Cheguei em casa todo feliz; cantarolando, assoviando.
- O que se passa com você guri? Estranhou minha mãe.
- Nada não, manhê, respondi para ela colocando meu embornal na mesa, retirando meus cadernos e livros para início da tarefa para o dia seguinte.
- Manhê, cadê aquela caneta e tinteiro que o pai escreve cartas pro vô?
- No armário, filho... Um pouco de silêncio e ela pergunta:
- Mas por que?
- vou fazer minhas tarefas.
- Mas a professora já te ensinou a escrever com caneta? Perguntou ela admirada.
- Sim. Respondi apressadamente.
Peguei a caneta, o tinteiro e o mata borrão e comecei a fazer a tarefa. A tarefa era copiar 5 linhas do livro e nada mais. Treinamento de caligrafia e, com certeza com intuito de memorização da grafia de algumas palavras.
Levei aproximadamente 3 horas para realizar a tarefa, com a ajuda da mãe e do pai. O pai, de semblante fechado criticava a professora: - Este tempo moderno acaba estragando a criançada.
Terminei finalmente e pude dar uma olhadela - só eu é claro, pois o pai e mãe já tinham ido dormir. Fiquei todo orgulhoso de mim e já fui imaginado o grande sucesso do dia seguinte. Todos estariam morrendo de inveja. É claro que pela primeira escrita à tinta todos aqueles borrões e respingos de tinta seriam plenamente desconhecidos. Não fariam diferença alguma.
Esta noite nem dormi; Feito uma betoneira me virei ansioso de um lado para outro na cama maçarocando todo o lençol.
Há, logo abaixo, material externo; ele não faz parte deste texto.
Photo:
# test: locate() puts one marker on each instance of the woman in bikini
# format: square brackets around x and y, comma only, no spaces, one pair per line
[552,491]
Na manhã seguinte apenas levantei. Fui o primeiro a chegar à escola. Estava deveras doido para mostrar a minha obra de arte à professora.
Chegou o grande momento. Entregamos, um a um as tarefas e a professora, como de costume, pegando uma a uma foi tecendo os comentários e elogios.
Pegou a minha... Olhou com um olhar indescritível. Ficou boquiaberta. Mudou de cor. Apoiou-se à mesa para não cair. Transtornada, alucinada gritou para a classe:
- De quem é esta coisa aqui?
Meu Deus! Com todo o trabalho que tive acabei por esquecer de colocar o meu nome. Aí passou um calafrio pela minha espinha e pensei: - Será que a maldita professora vai deixar de me elogiar só porque esqueci de assinar?
Levantei o braço e me coloquei altivamente em pé. – É minha. Soberbamente respondi. Jamais eu perderia este elogio e por alguns segundos fiquei imaginado a professora me levando até a frente da sala dizendo:
- O Mario superou todos vocês e de agora em diante ele será o exemplo para todos da sala. E ao dizer isto me abraçava chorando de emoção quando, de repente me vi voltando à realidade com o berro dela:
- Quem mandou você fazer esta porcaria? Falou isto, rasgando em mil pedaços a minha tão sofrida obra de arte uivando furiosa tal qual um leão com os grãos esmagados entre dois tijolos. A sala toda tremeu por alguns segundos e eu recebi umas pesadas e doídas reguadas na cabeça e ainda de lambuja fiquei de joelho do lado de fora da sala fazendo a mesma tarefa mas agora a lápis.
- Como foi, meu filho? Em casa todos ansiosos queriam saber o resultado de minha arte de escrever a tinta. Até o vizinho veio para conhecer o novo gênio da escrita.
- A professora ficou encantada guardando a escrita pra ela, respondi rapidamente indo furioso me trancar no quarto.